“L’ultima Ora” Recensione in Anteprima. Al cinema dal 4 Luglio 2019

“L’ultima Ora”

Recensione in Anteprima.

Al cinema dal 4 Luglio 2019

Opera seconda del regista Sébastein Marnier e tratto dal romanzo omonimo di Christophee Dufossé il film “L’Ultima Ora” vede un gruppo di giovani attori in una prova corale molto apprezzata all’ultima Mostra del Cinema di Venezia. Il film si presenta come un thriller psicologico pieno di suspance e con un forte crescendo di tensione fino a culminare in un finale inatteso. 

Mantiene le sue premesse?
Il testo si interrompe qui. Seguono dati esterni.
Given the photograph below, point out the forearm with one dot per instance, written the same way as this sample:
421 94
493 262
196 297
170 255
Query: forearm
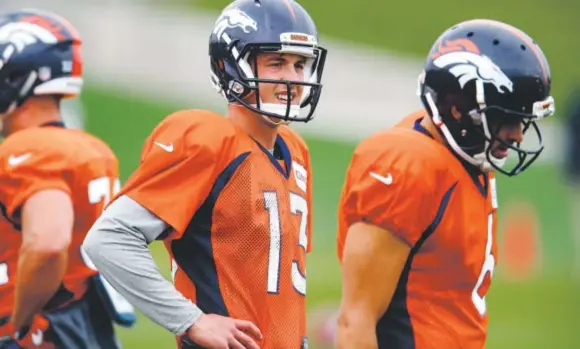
117 245
39 277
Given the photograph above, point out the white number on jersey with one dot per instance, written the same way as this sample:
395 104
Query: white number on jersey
487 267
3 274
298 206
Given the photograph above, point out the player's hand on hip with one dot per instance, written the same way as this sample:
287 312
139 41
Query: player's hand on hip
212 331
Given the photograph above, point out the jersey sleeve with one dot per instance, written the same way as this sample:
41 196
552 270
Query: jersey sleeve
27 171
177 170
393 191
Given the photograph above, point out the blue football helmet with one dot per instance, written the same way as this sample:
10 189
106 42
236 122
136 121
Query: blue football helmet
482 74
248 27
39 55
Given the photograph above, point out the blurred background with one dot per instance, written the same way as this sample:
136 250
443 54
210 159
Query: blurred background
145 59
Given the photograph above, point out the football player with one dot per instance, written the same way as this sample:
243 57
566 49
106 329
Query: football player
54 183
418 211
230 197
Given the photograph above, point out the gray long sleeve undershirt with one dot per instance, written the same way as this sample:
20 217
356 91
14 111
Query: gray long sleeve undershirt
117 245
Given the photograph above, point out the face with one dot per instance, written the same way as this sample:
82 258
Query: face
280 66
510 132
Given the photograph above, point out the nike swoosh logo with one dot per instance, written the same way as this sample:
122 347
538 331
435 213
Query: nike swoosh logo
17 160
167 147
37 338
388 180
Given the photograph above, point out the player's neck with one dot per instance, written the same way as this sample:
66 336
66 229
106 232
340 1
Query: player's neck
33 113
430 127
254 125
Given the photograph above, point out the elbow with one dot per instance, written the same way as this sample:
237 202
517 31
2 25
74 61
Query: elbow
355 319
51 247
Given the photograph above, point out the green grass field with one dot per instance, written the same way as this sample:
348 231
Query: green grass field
539 313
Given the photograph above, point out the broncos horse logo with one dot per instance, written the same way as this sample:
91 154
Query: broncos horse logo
234 18
468 66
18 36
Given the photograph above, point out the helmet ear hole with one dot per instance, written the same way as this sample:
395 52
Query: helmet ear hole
15 77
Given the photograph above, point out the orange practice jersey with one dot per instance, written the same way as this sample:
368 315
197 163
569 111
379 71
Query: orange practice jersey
240 218
406 183
45 158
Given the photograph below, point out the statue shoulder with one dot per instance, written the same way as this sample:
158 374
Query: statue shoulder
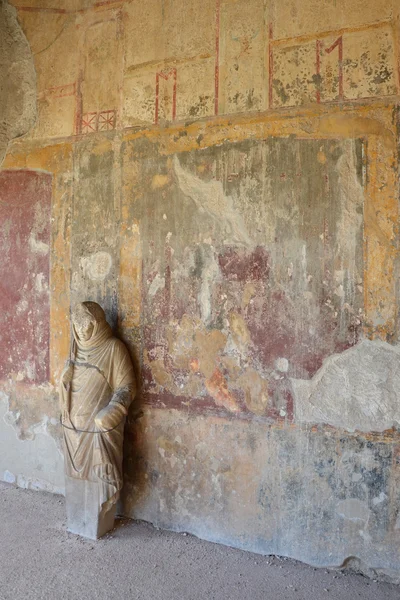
119 346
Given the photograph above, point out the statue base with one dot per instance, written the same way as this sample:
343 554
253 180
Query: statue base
86 514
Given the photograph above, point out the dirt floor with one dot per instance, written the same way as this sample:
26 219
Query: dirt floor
39 559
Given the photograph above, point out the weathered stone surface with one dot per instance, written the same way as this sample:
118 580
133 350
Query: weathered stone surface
96 389
85 515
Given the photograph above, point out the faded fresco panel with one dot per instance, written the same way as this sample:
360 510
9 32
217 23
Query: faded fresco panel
242 46
252 269
349 65
301 17
25 203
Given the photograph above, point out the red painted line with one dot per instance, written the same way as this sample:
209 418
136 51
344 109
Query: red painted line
106 3
79 105
319 45
338 44
165 76
157 91
217 35
270 65
59 11
174 97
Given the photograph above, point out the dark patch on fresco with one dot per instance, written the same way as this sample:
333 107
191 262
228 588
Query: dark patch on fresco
25 208
239 265
95 228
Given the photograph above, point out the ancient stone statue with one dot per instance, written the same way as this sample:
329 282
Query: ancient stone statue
96 389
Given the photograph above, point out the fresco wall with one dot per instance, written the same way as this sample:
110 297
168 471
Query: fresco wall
223 178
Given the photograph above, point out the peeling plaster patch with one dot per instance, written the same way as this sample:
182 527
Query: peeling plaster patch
210 198
97 266
355 390
208 275
353 510
18 109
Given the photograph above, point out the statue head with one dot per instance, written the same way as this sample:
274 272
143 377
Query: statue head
87 319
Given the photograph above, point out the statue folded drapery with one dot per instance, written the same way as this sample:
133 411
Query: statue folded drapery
96 390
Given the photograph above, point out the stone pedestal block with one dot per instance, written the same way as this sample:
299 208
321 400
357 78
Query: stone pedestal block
86 515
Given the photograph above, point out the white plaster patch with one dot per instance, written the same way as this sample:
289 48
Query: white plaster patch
355 390
9 477
157 284
40 283
35 464
353 510
210 198
379 499
38 247
282 365
97 266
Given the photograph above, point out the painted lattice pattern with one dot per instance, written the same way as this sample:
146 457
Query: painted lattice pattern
101 121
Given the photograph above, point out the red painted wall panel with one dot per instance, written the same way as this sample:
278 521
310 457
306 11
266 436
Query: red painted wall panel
25 208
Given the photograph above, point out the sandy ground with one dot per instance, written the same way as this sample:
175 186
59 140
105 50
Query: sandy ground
39 559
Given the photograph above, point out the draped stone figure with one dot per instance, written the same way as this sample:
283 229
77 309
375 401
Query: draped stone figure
96 389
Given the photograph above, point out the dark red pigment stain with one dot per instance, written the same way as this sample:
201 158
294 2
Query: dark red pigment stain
25 205
238 265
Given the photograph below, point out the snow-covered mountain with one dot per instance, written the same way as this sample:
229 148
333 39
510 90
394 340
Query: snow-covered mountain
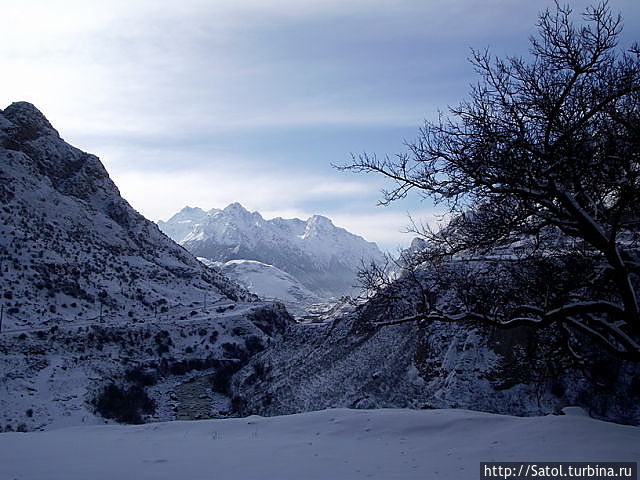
323 257
71 247
266 281
102 312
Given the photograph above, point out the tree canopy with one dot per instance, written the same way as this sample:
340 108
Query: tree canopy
541 162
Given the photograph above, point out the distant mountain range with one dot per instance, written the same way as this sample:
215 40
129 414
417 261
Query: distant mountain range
322 257
72 248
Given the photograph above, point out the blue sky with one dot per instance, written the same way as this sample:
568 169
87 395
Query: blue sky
204 103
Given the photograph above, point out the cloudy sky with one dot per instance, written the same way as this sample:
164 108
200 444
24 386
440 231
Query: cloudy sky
204 103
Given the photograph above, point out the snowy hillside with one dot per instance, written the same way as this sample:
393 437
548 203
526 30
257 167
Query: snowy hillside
71 248
267 281
103 316
323 257
347 363
331 444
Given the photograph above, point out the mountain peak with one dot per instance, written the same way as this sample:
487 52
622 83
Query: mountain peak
319 221
235 207
31 121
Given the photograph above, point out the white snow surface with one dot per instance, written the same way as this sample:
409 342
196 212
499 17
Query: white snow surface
323 257
330 444
266 281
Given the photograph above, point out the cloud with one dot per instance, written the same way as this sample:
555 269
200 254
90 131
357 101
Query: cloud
159 195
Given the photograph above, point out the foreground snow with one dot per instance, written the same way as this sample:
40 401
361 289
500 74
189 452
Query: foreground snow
330 444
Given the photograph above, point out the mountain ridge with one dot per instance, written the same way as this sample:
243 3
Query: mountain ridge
324 257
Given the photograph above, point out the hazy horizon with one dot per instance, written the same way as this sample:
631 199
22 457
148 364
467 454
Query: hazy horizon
210 103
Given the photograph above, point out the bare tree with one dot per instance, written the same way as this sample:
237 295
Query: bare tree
542 161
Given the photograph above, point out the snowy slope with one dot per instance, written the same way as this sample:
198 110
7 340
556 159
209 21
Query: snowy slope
266 281
321 256
95 296
72 248
332 444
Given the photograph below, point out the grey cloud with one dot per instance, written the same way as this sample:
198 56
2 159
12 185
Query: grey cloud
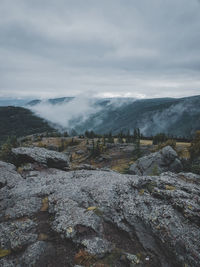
55 48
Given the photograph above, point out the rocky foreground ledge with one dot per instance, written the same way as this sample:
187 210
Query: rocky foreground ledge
50 217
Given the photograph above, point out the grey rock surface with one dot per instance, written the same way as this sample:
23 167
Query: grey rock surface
39 155
50 218
154 164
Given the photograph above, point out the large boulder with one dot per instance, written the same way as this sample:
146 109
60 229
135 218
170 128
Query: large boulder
52 159
97 218
154 164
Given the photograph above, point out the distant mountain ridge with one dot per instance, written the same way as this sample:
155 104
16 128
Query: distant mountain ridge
173 116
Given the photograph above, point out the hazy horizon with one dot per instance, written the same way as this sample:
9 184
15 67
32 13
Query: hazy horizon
139 49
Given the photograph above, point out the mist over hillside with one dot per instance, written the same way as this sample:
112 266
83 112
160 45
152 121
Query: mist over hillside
179 117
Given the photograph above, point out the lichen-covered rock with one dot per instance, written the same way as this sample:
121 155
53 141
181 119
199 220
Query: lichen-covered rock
42 156
103 217
154 164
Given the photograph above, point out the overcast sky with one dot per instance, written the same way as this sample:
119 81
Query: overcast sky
138 48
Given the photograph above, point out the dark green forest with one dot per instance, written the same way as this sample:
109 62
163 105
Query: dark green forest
17 121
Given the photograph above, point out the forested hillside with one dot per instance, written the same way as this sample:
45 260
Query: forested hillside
17 121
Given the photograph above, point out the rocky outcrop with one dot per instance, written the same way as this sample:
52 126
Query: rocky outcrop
158 162
52 159
96 218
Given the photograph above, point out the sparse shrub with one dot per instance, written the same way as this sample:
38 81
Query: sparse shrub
5 153
137 150
195 147
159 138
Riesce a essere davvero quello che è nelle sue intenzioni?

Il gruppo di alunni della classe del Professor Pierre sembrano usciti direttamente da “Il villaggio dei dannati” con i loro sguardi fissi e vitrei. Le loro interpretazioni donano al film un’atmosfera torbida, inquietante  e malsana. La pellicola mette al centro uno scontro generazionale fra un gruppo di ragazzi indignati per gli sprechi, l’inquinamento e l’ignoranza di tutti prendendo una pericolosa deriva, e degli adulti troppo chiusi nella loro indifferenza.

La prima parte è piena d’indizi e suggestioni e noi spettatori non capiamo bene in che direzione si vuole andare. Ci immedesimiamo con il Professore Hoffman cominciando a sospettare di qualsiasi sguardo e di ogni scricchiolio e soprattutto chiedendoci cosa stanno tramando questi  disturbati ragazzi. Sicuramente l’effetto “suspance” e il suo progredire come un thriller psicologico viene mantenuto aiutato anche dal suo tono e messa in scena molto secca e asciutta con musiche monotoniche, poche distrazioni narrative e pochi contesti scenici.  

Poi si arriva al finale….

Facendo la giusta premessa che ogni finale di un film, sopratutto di quelli volutamente costruiti con un grosso mistero alla fine debbano risultare molto soggettivi e personali. C’è da dire che proprio in queste pellicole ogni dettaglio, ogni elemento introdotto deve avere una precisa funzione narrativa giustificata. Sfortunatamente il film si perde qualcosa nel suo percorso aggiungendo forse troppi dettagli che poi non porta a termine e false piste senza senso.   

Alti e bassi di un film interessante per la sua personale messa in scena e diversità rispetto a tanti altri. Lo scontro generazione seppur non del tutto esplorato permette al lavoro di Sèbastien Marnier di risaltare e cosi donare al film un’atmosfera molto particolare e quindi da non perdersi.